What Are Change Management Resources?

What Are Change Management Resources

Change is the biggest challenge faced by staff today. With the ever-changing shape of technology and the resulting call for technology adoption, change is an ever-present part of all business processes. Yet, companies cannot avoid change as it is an essential tool for the sustainability of any business.

Change managment ebook guide for donwload

But these changes are complicated for staff to process. Many staff even go into a digital adoption,, mourning the loss of their former routine of using outdated tools to complete demanding tasks. This need is what change management tools seek to address.

Effective change management involves a change management toolkit, the key features of which include everything needed to support staff with managing organizational change. Management processes are critical, as the team needs to feel supported and communicate with change managers to make their concerns about key processes known and address them quickly and visibly. In this way, change managers can manage change before staff resistance occurs.

Why Are Change Management Resources Vital For Digital Transformation?

Why Are Change Management Resources Vital For Digital Transformation?

Digital transformation strategies are a massive upheaval for staff. The change process involves systems, processes, and daily routines transforming dramatically during a call for transformational change. However, change management tools can reduce the sense of disruption when change leadership implements them.

Change management tools fill many functions:

Clearly define the need for change

Standardize a support approach. Team leaders give consistent support each time. Consistency provides security during uncertain times.

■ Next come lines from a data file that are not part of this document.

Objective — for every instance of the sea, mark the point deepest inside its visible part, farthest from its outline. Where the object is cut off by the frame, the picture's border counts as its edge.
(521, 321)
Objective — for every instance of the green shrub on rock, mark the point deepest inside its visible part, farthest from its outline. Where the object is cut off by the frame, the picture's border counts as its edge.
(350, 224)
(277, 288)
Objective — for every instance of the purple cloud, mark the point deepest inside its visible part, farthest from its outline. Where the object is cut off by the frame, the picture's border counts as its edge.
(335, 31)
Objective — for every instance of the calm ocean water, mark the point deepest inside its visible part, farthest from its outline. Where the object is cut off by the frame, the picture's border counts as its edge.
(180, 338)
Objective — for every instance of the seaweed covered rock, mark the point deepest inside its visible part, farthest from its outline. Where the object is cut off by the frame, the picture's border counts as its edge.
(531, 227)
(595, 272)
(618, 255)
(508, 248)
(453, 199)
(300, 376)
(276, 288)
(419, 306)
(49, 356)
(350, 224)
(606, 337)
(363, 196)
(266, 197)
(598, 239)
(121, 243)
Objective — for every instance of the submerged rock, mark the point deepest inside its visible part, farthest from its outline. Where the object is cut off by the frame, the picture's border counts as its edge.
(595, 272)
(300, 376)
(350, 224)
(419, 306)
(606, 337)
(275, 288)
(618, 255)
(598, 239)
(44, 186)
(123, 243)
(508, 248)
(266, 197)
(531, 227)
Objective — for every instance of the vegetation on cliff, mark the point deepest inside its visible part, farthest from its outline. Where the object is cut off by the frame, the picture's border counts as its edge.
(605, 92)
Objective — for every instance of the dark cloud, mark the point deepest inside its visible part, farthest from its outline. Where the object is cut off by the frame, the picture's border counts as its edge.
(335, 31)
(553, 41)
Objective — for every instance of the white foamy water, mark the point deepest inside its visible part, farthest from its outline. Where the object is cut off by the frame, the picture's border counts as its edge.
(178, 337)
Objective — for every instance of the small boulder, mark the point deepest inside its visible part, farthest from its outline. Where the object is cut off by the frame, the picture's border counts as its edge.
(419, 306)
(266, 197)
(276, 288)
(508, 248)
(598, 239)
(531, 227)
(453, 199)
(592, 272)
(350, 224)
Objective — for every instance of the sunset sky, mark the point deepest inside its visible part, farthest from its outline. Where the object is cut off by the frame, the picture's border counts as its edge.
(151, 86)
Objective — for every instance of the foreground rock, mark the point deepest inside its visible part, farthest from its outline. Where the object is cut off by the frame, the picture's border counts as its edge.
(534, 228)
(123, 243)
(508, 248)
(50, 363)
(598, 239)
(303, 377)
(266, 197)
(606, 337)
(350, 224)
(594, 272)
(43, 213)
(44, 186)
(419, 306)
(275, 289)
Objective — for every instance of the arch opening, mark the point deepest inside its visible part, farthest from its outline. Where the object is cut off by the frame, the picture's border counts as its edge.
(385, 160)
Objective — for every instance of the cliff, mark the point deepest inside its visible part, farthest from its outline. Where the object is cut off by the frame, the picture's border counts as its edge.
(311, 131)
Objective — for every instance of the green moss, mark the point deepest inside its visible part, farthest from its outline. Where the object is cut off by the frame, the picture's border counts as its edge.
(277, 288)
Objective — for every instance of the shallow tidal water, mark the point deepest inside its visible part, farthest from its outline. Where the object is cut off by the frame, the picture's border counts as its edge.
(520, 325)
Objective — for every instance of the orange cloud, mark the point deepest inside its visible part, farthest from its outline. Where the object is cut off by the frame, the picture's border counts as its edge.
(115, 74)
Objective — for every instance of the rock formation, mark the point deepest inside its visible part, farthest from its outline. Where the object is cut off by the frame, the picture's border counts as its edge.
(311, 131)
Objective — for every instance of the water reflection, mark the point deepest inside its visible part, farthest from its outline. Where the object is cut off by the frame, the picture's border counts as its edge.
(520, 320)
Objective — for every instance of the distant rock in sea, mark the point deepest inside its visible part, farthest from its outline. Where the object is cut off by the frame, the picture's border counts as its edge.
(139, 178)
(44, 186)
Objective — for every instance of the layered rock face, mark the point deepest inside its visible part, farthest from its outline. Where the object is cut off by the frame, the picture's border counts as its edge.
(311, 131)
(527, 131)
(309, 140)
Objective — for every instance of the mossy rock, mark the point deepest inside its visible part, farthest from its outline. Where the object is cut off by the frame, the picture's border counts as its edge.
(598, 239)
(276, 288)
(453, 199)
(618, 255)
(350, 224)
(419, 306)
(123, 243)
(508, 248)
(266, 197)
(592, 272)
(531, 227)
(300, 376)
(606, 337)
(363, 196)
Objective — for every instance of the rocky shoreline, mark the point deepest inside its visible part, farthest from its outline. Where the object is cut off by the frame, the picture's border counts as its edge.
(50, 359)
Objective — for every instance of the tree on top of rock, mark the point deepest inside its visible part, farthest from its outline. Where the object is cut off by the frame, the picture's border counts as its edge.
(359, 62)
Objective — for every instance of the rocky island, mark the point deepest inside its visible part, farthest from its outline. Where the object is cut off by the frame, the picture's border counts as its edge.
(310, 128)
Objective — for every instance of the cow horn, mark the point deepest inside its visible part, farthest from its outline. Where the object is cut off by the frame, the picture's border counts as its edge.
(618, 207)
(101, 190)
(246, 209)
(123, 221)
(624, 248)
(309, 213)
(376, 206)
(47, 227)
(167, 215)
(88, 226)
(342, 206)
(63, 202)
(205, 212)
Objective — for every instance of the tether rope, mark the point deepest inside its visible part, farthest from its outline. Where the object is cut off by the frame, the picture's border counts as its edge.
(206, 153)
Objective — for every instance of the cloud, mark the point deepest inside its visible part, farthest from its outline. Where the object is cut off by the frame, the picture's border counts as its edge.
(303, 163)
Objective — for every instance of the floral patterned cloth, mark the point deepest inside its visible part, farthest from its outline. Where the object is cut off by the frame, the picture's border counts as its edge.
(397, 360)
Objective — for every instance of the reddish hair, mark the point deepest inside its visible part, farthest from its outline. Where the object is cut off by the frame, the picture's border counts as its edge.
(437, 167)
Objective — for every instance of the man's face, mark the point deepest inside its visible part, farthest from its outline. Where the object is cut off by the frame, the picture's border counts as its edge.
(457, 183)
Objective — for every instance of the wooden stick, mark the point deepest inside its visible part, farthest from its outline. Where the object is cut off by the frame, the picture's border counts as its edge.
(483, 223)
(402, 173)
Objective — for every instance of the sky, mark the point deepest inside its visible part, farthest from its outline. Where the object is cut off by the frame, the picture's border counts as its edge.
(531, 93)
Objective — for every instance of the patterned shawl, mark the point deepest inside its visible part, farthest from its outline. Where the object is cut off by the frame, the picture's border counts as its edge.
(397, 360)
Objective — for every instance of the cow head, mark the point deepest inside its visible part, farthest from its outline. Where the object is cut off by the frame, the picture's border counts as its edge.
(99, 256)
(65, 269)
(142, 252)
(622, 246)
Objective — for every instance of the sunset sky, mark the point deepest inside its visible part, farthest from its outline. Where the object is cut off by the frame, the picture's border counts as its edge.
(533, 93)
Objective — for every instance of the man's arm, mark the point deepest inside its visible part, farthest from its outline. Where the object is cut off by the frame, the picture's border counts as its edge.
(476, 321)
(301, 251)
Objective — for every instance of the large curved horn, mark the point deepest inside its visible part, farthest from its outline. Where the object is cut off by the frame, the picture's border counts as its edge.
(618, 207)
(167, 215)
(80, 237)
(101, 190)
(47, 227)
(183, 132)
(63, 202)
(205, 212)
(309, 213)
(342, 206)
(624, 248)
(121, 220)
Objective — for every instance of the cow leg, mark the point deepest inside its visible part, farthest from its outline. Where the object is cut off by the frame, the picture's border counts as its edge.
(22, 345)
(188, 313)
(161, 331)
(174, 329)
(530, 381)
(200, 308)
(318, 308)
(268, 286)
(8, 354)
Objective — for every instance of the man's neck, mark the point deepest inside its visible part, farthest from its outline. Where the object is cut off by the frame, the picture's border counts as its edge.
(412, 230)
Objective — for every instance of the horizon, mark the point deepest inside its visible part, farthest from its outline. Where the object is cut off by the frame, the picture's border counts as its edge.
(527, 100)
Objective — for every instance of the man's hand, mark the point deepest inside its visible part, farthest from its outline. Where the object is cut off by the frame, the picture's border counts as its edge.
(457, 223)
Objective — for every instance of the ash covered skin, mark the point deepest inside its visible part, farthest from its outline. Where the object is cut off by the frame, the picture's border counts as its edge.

Teach staff to use new software solutions. Digital Adoption Platforms (DAP) allow staff to complete training easily

Help the team take responsibility by tracking their progress in integrating change. Shared data visualization reports can achieve this.

Contribute to a positive culture of change and a pro-change mindset

Supply managers with metrics of change progress. Measure readiness of staff before, during, and after changes. Internal communication such as surveys for staff feedback. Ensure companies hit change deliverables by the deadline. Monitor resources spent on change

Consistency and metrics are two of the most potent tools in change management. For these reasons, change management tools are essential in creating a consistent approach to tracking progress to ensure all staff meet deadlines and, more importantly, are supported to meet deadlines. Change management tools can also indicate why employees might be struggling to meet change criteria, which managers can use to focus support.

Staff surveys are a great way of using internal communication to gather ideas anonymously and securely. Surveys are not a way of monitoring staff but a measure of whether managers are doing their best to ensure everyone is on the same page, allowing for a smooth transition to a new culture.

Who Can Benefit From Change Management Resources?


Change should never be part of someone’s job; it should be an accepted and heartfelt philosophical approach to all business practices. Staff at every level will implement change when they feel incentivized to do so after seeing the benefits to themselves and their company. Similarly, managers supporting team members to integrate change must also be clear about their incentives.

Creating this incentive and making it personalized and clear to all staff is difficult. Many times, staff feel that change is taking something away from them. Taking away their life’s work, something they have invested much time to create. The senior staff shows the team that change is building on what they have created, augmenting and strengthening it, and attacking problem management with confidence.

Change management tools help senior staff in managing change. Managing change is achieved through reconceptualization by allowing a team to experience the benefits of transformation using the right change management tool.

When change is incentivized by change leaders right from the point of employee onboarding, staff see that it is helpful and easy to implement. Staff then integrate change into their existing beliefs and skills. When staff sees the benefits of change, a company can benefit from change management tools in many ways, such as:-

For these reasons, change management tools are essential for any for-profit corporation wanting to implement a change management strategy. Let’s look at ten examples to help you choose the best change management tools.

The 10 Best Change Management Tools In 2022:

The 10 Best Change Management Tools In 2022

The benefits of change management tools are evident. But the problems that a company is likely to face during a change management process determine which change management tools are the best for the project management staff and change leaders.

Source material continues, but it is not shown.